Va-t’en, va-t’en ! Il était si près que Thornhill voyait ses yeux accrocher la lumière sous les épais sourcils et qu’il distingua la ligne droite et furieuse des lèvres. Les répliques de Thornhill s’étaient taries, mais il ne recula pas.
Il était déjà mort une fois, pour ainsi dire. Il pouvait mourir à nouveau. On l’avait privé de tous ses biens : il ne lui restait que la terre sous ses pieds nus, son petit point d’attache dans ce lieu inconnu. Il n’avait rien d’autre, hormis ces êtres vulnérables, endormis dans la hutte. Il n’allait certes pas les livrer à un homme noir et nu.
Dans le silence qui les séparait, la brise se mit à vibrer entre les feuilles. Il jeta un regard en direction de son épouse et de ses enfants, et quand il se retourna, l’homme avait disparu. Les ténèbres chuchotaient et remuaient, mais il n’y avait que la forêt. Elle pouvait dissimuler une centaine de noirs brandissant des lances, un millier peut-être, un continent entier d’hommes armés, avec des bouches menaçantes.
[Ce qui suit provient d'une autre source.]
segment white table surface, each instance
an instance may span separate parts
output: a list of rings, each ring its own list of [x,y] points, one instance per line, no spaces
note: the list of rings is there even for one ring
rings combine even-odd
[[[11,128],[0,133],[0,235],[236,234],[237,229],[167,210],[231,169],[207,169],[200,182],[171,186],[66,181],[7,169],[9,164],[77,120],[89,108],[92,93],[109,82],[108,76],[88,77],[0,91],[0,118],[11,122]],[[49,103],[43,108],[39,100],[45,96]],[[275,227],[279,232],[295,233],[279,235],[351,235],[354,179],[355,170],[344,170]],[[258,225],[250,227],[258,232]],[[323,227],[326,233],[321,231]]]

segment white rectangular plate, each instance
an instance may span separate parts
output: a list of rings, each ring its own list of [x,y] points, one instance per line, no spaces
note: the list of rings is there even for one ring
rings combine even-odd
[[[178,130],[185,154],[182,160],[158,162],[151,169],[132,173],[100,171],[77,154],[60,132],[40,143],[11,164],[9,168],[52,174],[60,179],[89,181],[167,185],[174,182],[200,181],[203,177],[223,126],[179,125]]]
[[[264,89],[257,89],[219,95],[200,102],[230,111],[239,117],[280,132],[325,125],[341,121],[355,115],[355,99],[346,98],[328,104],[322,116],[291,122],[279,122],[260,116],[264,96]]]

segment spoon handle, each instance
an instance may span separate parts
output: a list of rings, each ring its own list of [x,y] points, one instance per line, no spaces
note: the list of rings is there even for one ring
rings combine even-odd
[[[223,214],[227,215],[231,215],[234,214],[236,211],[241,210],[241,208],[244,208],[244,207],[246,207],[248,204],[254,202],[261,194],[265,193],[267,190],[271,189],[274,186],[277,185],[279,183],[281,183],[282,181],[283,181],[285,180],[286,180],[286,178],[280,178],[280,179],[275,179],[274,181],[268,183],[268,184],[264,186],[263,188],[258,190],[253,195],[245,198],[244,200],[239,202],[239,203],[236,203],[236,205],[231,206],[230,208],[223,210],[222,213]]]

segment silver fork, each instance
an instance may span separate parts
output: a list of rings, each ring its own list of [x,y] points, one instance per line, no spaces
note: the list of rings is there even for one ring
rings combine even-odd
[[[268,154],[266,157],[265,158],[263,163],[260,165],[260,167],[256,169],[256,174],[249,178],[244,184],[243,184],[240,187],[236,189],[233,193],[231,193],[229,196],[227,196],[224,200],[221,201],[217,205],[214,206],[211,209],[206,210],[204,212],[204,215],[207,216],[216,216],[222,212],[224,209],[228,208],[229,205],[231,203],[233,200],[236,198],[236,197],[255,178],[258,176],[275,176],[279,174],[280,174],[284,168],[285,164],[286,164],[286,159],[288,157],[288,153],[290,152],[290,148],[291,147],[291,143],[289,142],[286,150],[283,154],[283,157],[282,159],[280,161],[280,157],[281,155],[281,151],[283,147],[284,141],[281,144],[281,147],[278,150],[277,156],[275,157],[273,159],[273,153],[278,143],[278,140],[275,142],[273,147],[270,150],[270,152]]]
Il se précipita dans la case en trébuchant contre la porte et en faisant tomber des mottes de terre séchée. La hutte n’offrait aucune protection, seulement une idée de protection, mais il n’en replaça pas moins le battant d’écorce. Il s’étendit sur la terre battue aux côtés de sa famille et s’imposa de rester immobile. Mais chacun de ses muscles était bandé, en prévision d’un choc dans la gorge ou dans le ventre ; il y porta la main, craignant le moment terrible où l’impitoyable objet se logerait dans sa chair.